Victoria Luchkina soars above the other dancers in the world premiere of William Soleau's Carmina Burana.
David Bazemore

This majestic production was the fruit of many months’ labor on the part of more than 200 people, and showed what heights can be reached when community groups join forces. Along with a professional orchestra assembled for the occasion and three superb vocal soloists, the Santa Barbara Choral Society and State Street Ballet created a lively, coherent, and wholly satisfying new version of Carl Orff’s Carmina Burana. With the chorus standing on risers behind the dance stage and the orchestra below in the Granada’s amazing adjustable pit, the stage proper became a dream space in between-the perfect location for the unfolding of William Soleau’s world premiere choreography.

The curtain was emblazoned with Fortune’s wheel, the core symbol of the piece, and it rose to reveal a group of standing pillars. As the familiar strains of the “Fortuna Imperiatrix Mundi” rang through the Granada, these pillars converted into benches, then tables, and then ladders, while the honeycomb-shapes they supported became headdresses. As Fortune, dancer Maria Fliagina stood in the center while her giant dress was first wafted and spun like a parachute, then made to fly away up over her head like a ghost.

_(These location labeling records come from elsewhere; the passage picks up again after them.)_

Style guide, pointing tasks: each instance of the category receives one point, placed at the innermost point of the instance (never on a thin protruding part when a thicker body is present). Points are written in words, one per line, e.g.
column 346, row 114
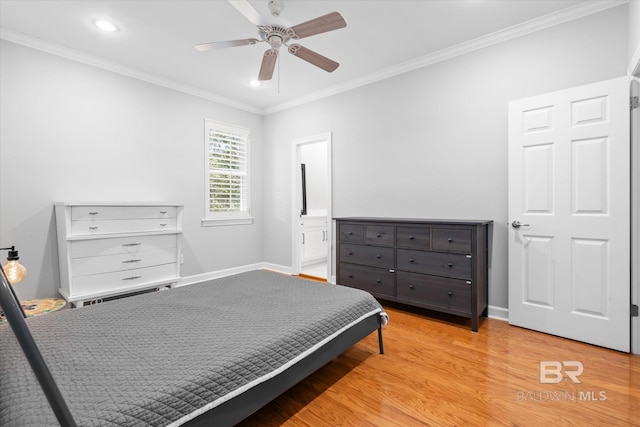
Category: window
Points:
column 227, row 174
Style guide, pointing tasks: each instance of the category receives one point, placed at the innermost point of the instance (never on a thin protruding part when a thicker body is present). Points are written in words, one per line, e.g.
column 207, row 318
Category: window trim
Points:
column 226, row 218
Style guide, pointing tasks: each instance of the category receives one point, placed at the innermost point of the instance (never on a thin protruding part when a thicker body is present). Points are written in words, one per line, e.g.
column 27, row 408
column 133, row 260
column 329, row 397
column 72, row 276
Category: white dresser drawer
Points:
column 112, row 226
column 121, row 262
column 110, row 249
column 122, row 245
column 121, row 212
column 117, row 281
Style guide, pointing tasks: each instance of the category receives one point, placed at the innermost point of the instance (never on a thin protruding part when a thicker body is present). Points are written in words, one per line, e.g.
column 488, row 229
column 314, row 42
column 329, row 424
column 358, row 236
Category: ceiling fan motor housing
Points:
column 275, row 35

Soleau’s choreography succeeded in depicting medieval life through various tableaus, using simple costumes and complex compositions to achieve the density and realism of a Breughel painting. At the same time, the dancers’ constant movement unsettled this vision and called into question the solidity and permanence of any single view of the world. Throughout the performance, couples would frolic and change partners in cycles that were at once as ordered as the seasons and as chaotic as the weather. All the dancers were marvelous, yet Sarah Fuhrman and Spencer Gavin as the couple, and company members Leila Drake, Alyson Mattoon, Victoria Luchkina, Bayaraa Badamsambuu, and Ryan Camou, stood out for the great energy and vivaciousness they brought to their many changing roles.

The vocal soloists each faced extreme challenges, and together they carried them off well. Beau Palmer, who also appeared in the warm-up act’s Chichester Psalms, showed masterful control as he negotiated the sudden shifts between tenor and counter-tenor that Orff wrote into his part. Baritone Paul Sahuc held up well under similar unorthodox demands, and soprano Lori Stinson brought down the house with her highly theatrical renderings of “Stetit puella” and especially “In trutina.” Congratulations to everyone involved on this historic achievement.